PC GAMESS SCF Benchmark

PC GAMESS SCF Benchmark.

According to Pople [1] and Schlegel [2] the cost of direct SCF scales with molecular size as N^2.7, and conventional SCF as N^3.5. Therefore, they advise to use only Direct SCF. Gaussian98W uses the Direct algorithm by default. However the GAMESS Manual [9] states: "the direct approach always requires more CPU time". However, Granovsky [10] says "If it's possible to perform the desired calculations using conventional (not direct) methods - use them". Which statement is true?

My numerical experiment [3] with the PC GAMESS [4,5,6,7] shows that the cost of SCF for the Direct and Conventional methods is N^2.3 and N^2.3, respectively, i.e. they are equal (see the diagram to the right). Why is the second scale smaller than Pople asserted? It is mainly due to the use of a new technology in PC GAMESS – packing of AO integrals [8] (of course the idea isn't new, but PC GAMESS uses a better algorithm than other programs, e.g. Gaussian or GAMESS).

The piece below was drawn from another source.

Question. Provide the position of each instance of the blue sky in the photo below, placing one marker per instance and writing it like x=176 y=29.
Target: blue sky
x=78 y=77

Therefore, the bottleneck in SCF is “widened” at least twice.

Calculation time as function of carbon atoms number in hydrocarbon chain

After looking at these results my colleague Alex Khalizov told me that they were wrong because of different number of overlapping integrals in selected series of hydrocarbons.
And as a result of Schwarz inequality test,
(zero 2-e ints)/(nonzero 2-e ints) ratio is different for different terms of the series. I have plotted the relation between the number of two-electron integrals (all and nonzero, correspondingly) versus the number of carbon atoms in hydrocarbon chain. These dependencies appear to be nonlinear.
The fitting equation for nonzero integrals is:
N_int = 2.969E5 * N_carb^2.234.
For all integrals this equation is
N_int = 1.887E5 * N_carb^2.466.
Exponent of power in the first expression is close to my estimate of the SCF cost time.

Dependence of integral number from carbon atoms number

Consider now the relation between the number of nonzero two-electron integrals and SCF calculation times (to the right).

As expected, this dependence is linear, but the line slopes are distinctly different. For the Direct SCF line the tangent is 3.38e-5, for the Conventional SCF it is 2.84e-5 and for the Packed Conventional SCF it is 1.70e-5. Thus, it is apparent that with the increasing number of integrals the Packed Conventional SCF calculation time grows slower than Conventional and Direct SCF time. Q.E.D.

Therefore, if you use PC GAMESS you can forget about the Direct SCF!
(of course if you have not too small disk)

References

[1] Gaussian 98W Manual.

[2] H. B. Schlegel and M. J. Frisch, "Computational Bottlenecks in Molecular Orbital Calculations," in Theoretical and Computational Models for Organic Chemistry, Ed. J. S. Formosinho, I. G. Csizmadia and L. G. Arnaut (Kluwer Academic, The Netherlands, 1991) 5.

[3] Configuration of my computer is Celeron 333 MHz, 64 Mb RAM, 4.2 Gb HDD; 36 MFlop/sec.

[4] GAMESS Home Page

[5] PC GAMESS Home Page

[6] PC GAMESS Home Page Mirror

[7] Alex. A. Granovsky, Moscow State University.

[8] http://classic.chem.msu.su/gran/gamess/packing.html

[9] GAMESS Manual, Section 4 - Further Information (REFS.DOC)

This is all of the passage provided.